Why Did 'Game of Thrones' Change the Quiet Isle into Ian McShane's Hippie Commune?

The latest 'Game of Thrones' episode was surprising to both book and show fans. We break down that Ian McShane and Sandor Clegane scene. 


Ian McShane and The Hound’s storyline in the most recent episode of Game of Thrones was a departure for both the show and the books. For show-only fans, seeing a hippie commune filled with smiling people spouting peaceful proverbs felt wildly out of place. It was as jarring as it would be to see a Game of Thrones style battle would be on a family sitcom. For book fans, The Hound’s return wasn’t a surprise, but it was shocking to see his fellows chatting happily. After all, the book basis for the sequence takes place on The Quiet Isle.
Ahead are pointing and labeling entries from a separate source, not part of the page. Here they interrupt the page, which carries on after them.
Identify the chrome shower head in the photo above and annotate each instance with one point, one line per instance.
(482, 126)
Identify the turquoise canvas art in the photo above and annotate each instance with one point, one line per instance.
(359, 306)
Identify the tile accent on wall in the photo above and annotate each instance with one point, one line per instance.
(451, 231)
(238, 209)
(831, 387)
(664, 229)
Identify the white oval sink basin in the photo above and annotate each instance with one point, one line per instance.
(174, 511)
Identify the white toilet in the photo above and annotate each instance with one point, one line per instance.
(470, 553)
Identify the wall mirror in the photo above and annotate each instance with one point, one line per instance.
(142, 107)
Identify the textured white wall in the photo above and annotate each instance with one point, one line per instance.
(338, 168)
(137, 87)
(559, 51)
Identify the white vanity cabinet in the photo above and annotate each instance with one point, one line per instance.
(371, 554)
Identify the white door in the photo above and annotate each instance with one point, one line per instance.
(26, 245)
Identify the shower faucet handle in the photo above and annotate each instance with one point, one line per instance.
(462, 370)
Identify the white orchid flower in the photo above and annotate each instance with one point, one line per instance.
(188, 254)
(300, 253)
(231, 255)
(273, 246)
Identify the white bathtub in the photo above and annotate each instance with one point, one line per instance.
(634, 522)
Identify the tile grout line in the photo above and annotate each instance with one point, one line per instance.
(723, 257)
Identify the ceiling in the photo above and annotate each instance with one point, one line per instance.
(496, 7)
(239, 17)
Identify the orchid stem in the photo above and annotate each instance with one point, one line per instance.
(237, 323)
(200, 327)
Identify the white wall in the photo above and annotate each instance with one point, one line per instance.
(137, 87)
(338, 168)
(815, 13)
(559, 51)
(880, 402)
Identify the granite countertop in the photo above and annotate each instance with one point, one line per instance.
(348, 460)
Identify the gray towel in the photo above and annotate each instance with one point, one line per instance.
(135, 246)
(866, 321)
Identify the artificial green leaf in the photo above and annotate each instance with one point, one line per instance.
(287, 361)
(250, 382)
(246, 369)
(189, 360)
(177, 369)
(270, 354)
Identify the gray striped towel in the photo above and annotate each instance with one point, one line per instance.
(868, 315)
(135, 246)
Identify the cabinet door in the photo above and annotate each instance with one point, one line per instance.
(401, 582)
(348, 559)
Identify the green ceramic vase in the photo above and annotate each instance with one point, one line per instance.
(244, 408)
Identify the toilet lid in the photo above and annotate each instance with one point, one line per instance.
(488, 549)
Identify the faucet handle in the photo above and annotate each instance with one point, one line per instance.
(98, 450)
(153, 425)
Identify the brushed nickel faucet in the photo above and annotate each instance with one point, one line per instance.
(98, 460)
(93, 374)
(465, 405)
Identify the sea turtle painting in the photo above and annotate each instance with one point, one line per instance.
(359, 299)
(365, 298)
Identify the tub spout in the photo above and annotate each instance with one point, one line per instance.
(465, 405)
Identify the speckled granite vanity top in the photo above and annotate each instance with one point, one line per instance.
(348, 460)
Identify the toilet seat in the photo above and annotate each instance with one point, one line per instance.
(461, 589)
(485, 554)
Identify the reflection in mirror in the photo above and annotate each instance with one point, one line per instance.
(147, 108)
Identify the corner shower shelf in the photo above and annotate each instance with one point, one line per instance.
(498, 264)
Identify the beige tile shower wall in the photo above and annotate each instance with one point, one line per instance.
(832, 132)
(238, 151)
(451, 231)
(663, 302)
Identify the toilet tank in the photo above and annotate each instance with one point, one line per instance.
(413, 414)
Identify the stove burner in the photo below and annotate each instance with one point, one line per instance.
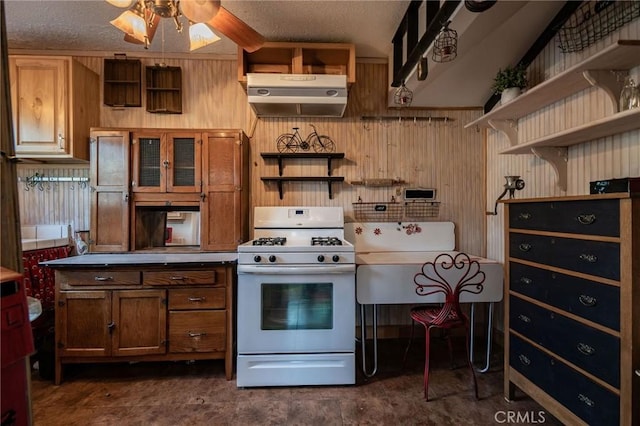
(326, 241)
(270, 241)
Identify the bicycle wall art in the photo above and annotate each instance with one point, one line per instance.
(293, 142)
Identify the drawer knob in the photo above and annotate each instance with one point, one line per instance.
(103, 278)
(586, 349)
(524, 318)
(524, 247)
(586, 219)
(588, 401)
(591, 258)
(587, 300)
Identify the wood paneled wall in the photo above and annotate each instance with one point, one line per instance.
(611, 157)
(439, 154)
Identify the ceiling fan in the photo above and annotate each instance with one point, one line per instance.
(142, 17)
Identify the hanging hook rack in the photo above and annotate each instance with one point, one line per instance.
(37, 180)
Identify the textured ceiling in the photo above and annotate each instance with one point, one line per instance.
(84, 25)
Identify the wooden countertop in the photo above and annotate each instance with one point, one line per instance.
(132, 259)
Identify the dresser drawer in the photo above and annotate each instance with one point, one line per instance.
(585, 398)
(98, 277)
(197, 331)
(185, 277)
(197, 298)
(589, 217)
(594, 301)
(597, 258)
(590, 349)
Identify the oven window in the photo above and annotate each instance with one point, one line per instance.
(295, 306)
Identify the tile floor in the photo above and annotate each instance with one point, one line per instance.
(197, 393)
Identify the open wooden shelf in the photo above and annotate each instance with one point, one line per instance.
(282, 156)
(280, 179)
(594, 71)
(299, 58)
(601, 70)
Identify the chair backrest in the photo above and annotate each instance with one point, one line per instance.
(450, 275)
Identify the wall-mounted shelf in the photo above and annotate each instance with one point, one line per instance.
(600, 70)
(328, 179)
(164, 89)
(282, 156)
(123, 82)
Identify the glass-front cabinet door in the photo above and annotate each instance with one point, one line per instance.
(166, 162)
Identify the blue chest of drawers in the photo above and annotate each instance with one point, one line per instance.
(572, 275)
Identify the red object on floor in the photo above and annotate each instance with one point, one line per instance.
(432, 280)
(17, 345)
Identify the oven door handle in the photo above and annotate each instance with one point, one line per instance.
(296, 270)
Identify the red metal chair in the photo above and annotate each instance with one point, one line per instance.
(450, 276)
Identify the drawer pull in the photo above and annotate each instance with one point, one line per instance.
(524, 247)
(524, 318)
(588, 401)
(586, 349)
(586, 219)
(587, 300)
(103, 278)
(591, 258)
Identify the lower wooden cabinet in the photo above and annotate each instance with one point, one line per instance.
(144, 313)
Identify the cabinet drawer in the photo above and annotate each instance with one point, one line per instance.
(593, 350)
(594, 301)
(99, 277)
(597, 258)
(588, 217)
(184, 277)
(585, 398)
(197, 298)
(197, 331)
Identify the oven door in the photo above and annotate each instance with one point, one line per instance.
(296, 309)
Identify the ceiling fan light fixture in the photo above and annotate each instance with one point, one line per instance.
(200, 35)
(133, 24)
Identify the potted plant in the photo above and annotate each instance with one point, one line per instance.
(509, 82)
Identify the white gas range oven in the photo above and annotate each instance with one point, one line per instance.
(296, 299)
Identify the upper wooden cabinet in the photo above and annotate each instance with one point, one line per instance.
(299, 58)
(166, 161)
(55, 101)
Like the show, it’s a peaceful refuge from the harsh outside world, and it’s filled with men who follow the faith of the Seven. As you might have surmised from its name, they live under a vow of silence.

But unlike Arthur Dayne’s one-sword to two-sword change, which book fans were rather salty about, this tweak makes sense.

On the page, The Hound is known as The Gravedigger, a silent man who wears a cloak obscuring his face. While the reveal would have been dramatic in the show, filming his legs and cutting his face had the same effect. And while a community taking a vow of silence sounds good in theory and works nicely in a book, it would be much harder to convey The Hound’s changed attitude if he had no dialogue.

Plus, what kind of world would silence Ian McShane?

Tweaking the Quiet Isle in favor of Ian McShane’s hippie commune will go down in Game of Thrones history as arguably the most sensible book-to-show change.